Ancora una volta la Fondazione Roma Museo – Palazzo Sciarra porta l’arte americana nella capitale. Dopo le esposizioni dedicate ad Edward Hopper, Georgia O’Keeffe e Louise Nevelson, è il turno di Norman Rockwell, il più grande illustratore americano del XX secolo che amava ripetere “le cose ordinarie non sono mai noiose. Ci vengono a noia quando siamo noi a smettere di essere curiosi e di apprezzarle". American Chronicles: The art of Norman Rockwell, a cura di Danilo Eccher, e in collaborazione con La Fondazione NY, propone una retrospettiva vintage dell’artista newyorchese, morto nel 1978.
Un racconto personale della storia americana dagli anni Dieci ai Settanta del Novecento, attraverso 323 copertine originali disegnate per la popolare rivista americana, The Saturday Evening Post. Definito “un candido apologeta dell'american dream”, Rockwell realizza così un ritratto idilliaco di una nazione che non esisteva nella realtà ma che aveva a che fare con i buoni sentimenti e l'idea di come avrebbe potuto essere la vita di ogni cittadino se fosse riuscito a concretizzare il sogno americano.
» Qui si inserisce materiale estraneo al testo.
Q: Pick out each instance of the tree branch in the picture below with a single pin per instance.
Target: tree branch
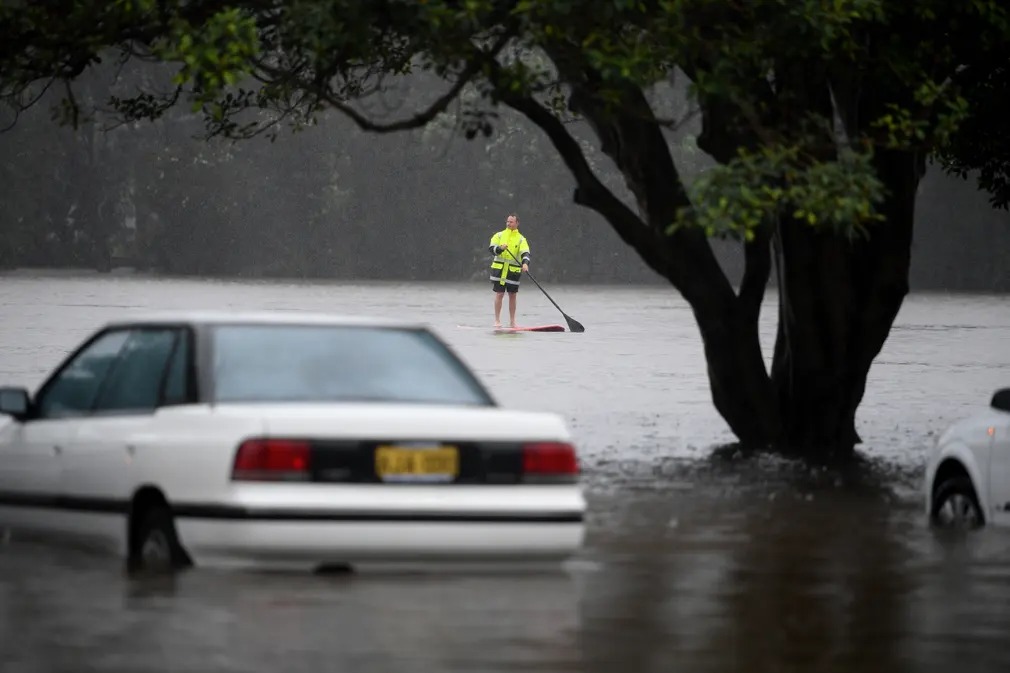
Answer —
(756, 271)
(422, 118)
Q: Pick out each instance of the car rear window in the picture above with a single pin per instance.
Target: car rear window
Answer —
(338, 363)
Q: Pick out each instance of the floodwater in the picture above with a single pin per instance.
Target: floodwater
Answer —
(697, 559)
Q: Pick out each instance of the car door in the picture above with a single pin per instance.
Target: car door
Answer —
(31, 450)
(999, 468)
(97, 474)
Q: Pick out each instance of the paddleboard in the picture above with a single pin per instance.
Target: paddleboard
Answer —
(538, 327)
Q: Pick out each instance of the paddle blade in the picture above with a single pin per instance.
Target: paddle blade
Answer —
(574, 324)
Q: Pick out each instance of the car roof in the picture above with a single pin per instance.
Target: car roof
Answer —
(292, 317)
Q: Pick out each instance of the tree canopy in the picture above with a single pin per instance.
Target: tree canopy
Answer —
(818, 114)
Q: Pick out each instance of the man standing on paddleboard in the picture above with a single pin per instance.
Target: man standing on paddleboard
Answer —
(510, 250)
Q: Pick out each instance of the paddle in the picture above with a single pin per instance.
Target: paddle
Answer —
(574, 324)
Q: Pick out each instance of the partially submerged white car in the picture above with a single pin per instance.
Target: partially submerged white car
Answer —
(284, 440)
(968, 472)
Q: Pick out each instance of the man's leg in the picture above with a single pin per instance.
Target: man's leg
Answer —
(498, 306)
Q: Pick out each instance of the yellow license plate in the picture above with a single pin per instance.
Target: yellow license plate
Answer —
(417, 463)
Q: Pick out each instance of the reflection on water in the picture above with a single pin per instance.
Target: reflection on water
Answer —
(695, 560)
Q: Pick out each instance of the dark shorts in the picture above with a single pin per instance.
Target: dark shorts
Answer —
(498, 287)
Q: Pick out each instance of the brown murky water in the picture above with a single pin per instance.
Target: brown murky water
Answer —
(696, 560)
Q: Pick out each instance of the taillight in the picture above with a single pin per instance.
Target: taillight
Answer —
(549, 461)
(272, 460)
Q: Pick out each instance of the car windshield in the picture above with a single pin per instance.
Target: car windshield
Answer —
(338, 363)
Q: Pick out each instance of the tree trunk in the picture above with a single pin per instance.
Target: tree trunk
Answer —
(741, 388)
(837, 302)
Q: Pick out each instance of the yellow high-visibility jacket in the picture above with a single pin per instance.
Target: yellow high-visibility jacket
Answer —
(505, 268)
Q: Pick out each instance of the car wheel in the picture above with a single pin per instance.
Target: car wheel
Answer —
(158, 548)
(955, 505)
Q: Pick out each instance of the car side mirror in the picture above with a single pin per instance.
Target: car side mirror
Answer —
(1001, 399)
(15, 402)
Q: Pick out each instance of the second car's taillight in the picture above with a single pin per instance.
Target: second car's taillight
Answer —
(272, 460)
(549, 462)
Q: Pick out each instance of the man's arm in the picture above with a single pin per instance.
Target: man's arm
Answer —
(494, 248)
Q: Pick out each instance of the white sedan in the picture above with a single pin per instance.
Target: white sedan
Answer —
(285, 440)
(968, 472)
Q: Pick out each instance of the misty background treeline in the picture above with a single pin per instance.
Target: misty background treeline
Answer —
(332, 201)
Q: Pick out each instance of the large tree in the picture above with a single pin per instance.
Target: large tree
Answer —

Per più di 60 anni le sue illustrazioni, scene dal taglio cinematografico caratterizzate da una cura maniacale per i dettagli e l’aspetto caricaturale dei personaggi, riflettono la politica, le guerre, i conflitti razziali, il proibizionismo e il cupo periodo del maccartismo. Ma il suo tema di predilezione rimane la gente comune ritratta nei suoi gesti quotidiani, che per Rockwell si trasformano in preziose occasioni per affrontare i drammi della vita. Con i poliziotti bonari e comprensivi, gli avieri appena tornati dal Pacifico con il giubbotto di pelle, i vicini di casa, i ragazzi di campagna a piedi nudi, i diners a lato della strada con l’insegna al neon, il caffè acquoso e la torta al limone sottovetro, il baseball, e il tacchino il giorno del Ringraziamento, Rockwell riesce definitivamente a toccare le corde più profonde del sentimentalismo popolare americano.
Nell’epoca dell’illustrazione divulgativa, dove i magazine ebbero un ruolo cruciale nel plasmare i bisogni e le aspettative della nascente società statunitense, l’arte di Rockwell fu oggetto di controverse interpretazioni tra chi lo accusava di non rispecchiare la realtà della società americana e chi invece vedeva dietro l’apparente ingenuità delle sue lievi e coloratissime illustrazioni, lo specchio delle contraddizioni sociali di una nazione ancora giovane. Eppure sprazzi di una tronfia retorica patriottica e paternalista si ravvisano in lavori come Scout is helpful del 1939, dove il protagonista è impegnato con sguardo eroico nel salvataggio di una bambina dopo un uragano, oppure nei quadri, Le quattro libertà, ispirati al celebre discorso sulle quattro libertà fondamentali del presidente Roosevelt. Le tavole furono pubblicate dal The Saturday Evening Post e quindi esposte in numerose città americane per promuovere la raccolta di fondi per la guerra. Infine nell’opera The Problem we All Live with, del 1964, Rockwell, traendo spunto da un fatto di cronaca a New Orleans, ritrae due sceriffi che accompagnano a scuola la prima bambina di colore per proteggerla dalle minacce della comunità bianca.
Ma nei racconti illustrati di quegli anni inquieti, è il regista americano Steven Spielberg, che insieme a George Lucas è tra i maggiori collezionisti di Norman Rockwell, a ricordare che l’artista newyorchese, da cronista del suo tempo, ha saputo porsi con delicato equilibrio tra idealismo e realtà. La sua arte è la storia di un mito, l'American Way of Life, per l’appunto.
La mostra resterà aperta fino all'8 febbraio.